Thermal Performance
The standard thermal kit was fitted to the Antec 900, consisting of the following specification:HEXUS Chassis test equipment specification | |
---|---|
Motherboard | Intel 955XBK |
Processor | Intel Pentium Extreme Edition 840 (3.2GHz, Smithfield core) |
Memory | 2GiB (2 x 1GiB) OCZ DDR2 PC4200 Value Pro Dual-Channel |
Graphic Card | ASUSTek GeForce 6800 256MiB Ultra PCIe |
Power Supply | Antec Neo HE 430W |
Hard Drive | Seagate Barracuda 160GB SATA |
Optical Drive | Pioneer 110 DVD Re-Writer |
With everything booted up we waited a few minutes for the system to settle and set about getting some idle readings.
Pitched up against the similarly-priced Aguila from Thermaltake and the expensive Zalman FC-ZE1, a couple of loops of SiSoft Sandra pro were run, split with a bit of 3D Mark 06 action.

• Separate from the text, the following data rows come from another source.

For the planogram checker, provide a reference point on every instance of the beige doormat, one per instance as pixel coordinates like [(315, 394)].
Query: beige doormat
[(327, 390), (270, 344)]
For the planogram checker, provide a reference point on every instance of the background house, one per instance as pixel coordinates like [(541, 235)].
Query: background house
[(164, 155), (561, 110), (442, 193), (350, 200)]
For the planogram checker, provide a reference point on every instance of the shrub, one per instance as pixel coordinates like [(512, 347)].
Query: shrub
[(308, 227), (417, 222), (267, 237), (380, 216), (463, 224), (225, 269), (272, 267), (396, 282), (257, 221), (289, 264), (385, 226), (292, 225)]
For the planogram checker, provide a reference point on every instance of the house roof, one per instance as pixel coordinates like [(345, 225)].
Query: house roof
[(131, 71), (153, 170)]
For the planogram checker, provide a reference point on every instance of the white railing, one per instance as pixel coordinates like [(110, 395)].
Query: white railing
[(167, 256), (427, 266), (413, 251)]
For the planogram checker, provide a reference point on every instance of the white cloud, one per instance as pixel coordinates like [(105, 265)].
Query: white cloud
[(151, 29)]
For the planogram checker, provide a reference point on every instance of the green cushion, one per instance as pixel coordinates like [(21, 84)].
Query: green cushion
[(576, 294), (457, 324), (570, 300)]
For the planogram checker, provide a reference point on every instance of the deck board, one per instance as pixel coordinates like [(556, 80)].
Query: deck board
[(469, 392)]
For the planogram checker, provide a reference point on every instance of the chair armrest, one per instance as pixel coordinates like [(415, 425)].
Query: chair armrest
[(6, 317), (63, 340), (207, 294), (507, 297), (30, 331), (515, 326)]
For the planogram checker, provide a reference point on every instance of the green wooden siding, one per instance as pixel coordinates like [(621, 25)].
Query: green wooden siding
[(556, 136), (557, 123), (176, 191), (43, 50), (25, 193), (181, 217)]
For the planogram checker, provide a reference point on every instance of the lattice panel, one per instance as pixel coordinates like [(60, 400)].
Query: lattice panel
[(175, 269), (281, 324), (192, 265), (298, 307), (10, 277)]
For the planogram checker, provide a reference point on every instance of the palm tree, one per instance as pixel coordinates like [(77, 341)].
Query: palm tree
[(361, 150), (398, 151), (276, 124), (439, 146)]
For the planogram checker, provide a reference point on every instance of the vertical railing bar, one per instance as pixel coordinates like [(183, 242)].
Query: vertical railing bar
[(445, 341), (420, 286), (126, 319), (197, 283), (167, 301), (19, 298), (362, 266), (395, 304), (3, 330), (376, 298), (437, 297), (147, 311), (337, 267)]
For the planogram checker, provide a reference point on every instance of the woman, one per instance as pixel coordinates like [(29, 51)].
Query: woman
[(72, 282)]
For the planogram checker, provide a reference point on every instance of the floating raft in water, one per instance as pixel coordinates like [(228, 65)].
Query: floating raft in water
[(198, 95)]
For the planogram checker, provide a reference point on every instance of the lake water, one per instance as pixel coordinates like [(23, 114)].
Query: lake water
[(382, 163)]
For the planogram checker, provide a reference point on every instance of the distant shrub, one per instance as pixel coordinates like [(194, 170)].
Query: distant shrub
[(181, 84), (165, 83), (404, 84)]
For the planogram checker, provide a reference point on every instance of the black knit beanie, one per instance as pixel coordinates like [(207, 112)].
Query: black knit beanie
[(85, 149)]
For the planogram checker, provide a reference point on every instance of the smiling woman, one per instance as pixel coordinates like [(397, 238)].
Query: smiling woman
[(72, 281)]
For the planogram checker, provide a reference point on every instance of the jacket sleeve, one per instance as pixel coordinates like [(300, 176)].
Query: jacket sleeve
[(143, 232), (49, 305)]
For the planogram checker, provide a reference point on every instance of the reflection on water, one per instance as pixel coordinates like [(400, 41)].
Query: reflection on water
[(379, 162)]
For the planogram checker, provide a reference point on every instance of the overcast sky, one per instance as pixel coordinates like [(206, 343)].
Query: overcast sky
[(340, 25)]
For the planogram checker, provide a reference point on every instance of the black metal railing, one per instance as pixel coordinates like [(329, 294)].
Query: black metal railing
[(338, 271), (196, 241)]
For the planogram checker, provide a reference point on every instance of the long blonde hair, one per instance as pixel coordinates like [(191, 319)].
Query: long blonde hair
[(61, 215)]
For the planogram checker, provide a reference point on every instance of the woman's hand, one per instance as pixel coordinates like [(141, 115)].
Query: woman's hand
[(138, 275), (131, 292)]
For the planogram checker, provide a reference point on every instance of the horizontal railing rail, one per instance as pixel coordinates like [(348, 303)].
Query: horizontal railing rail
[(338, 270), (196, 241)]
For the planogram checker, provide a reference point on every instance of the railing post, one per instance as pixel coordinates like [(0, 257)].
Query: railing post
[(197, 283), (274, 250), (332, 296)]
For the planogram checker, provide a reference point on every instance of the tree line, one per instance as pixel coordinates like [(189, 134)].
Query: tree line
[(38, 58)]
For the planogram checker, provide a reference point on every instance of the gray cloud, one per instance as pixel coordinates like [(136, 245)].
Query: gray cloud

On the day the chassis was tested, the ambient temperature was 3 degrees lower than the Aguila’s, and 4-degrees lower than the Zalman, so bear that in mind when comparing results.
All things considered though, the Antec 900 did pretty well, with every reading coming in under the Zalman and pretty much wiping the floor with the Aguila.
Under load then, you would expect it to continue this trend, and it did, quite convincingly, too. Both the overall case and CPU temperatures are worth looking at, with the 200mm obviously making a big difference to the airflow up top.
Similarly, the increases on the power readings were quite small, with only a 4-degree increase. Overall then, for the thermal side of things, the 900 from Antec seems to be a pretty good performer.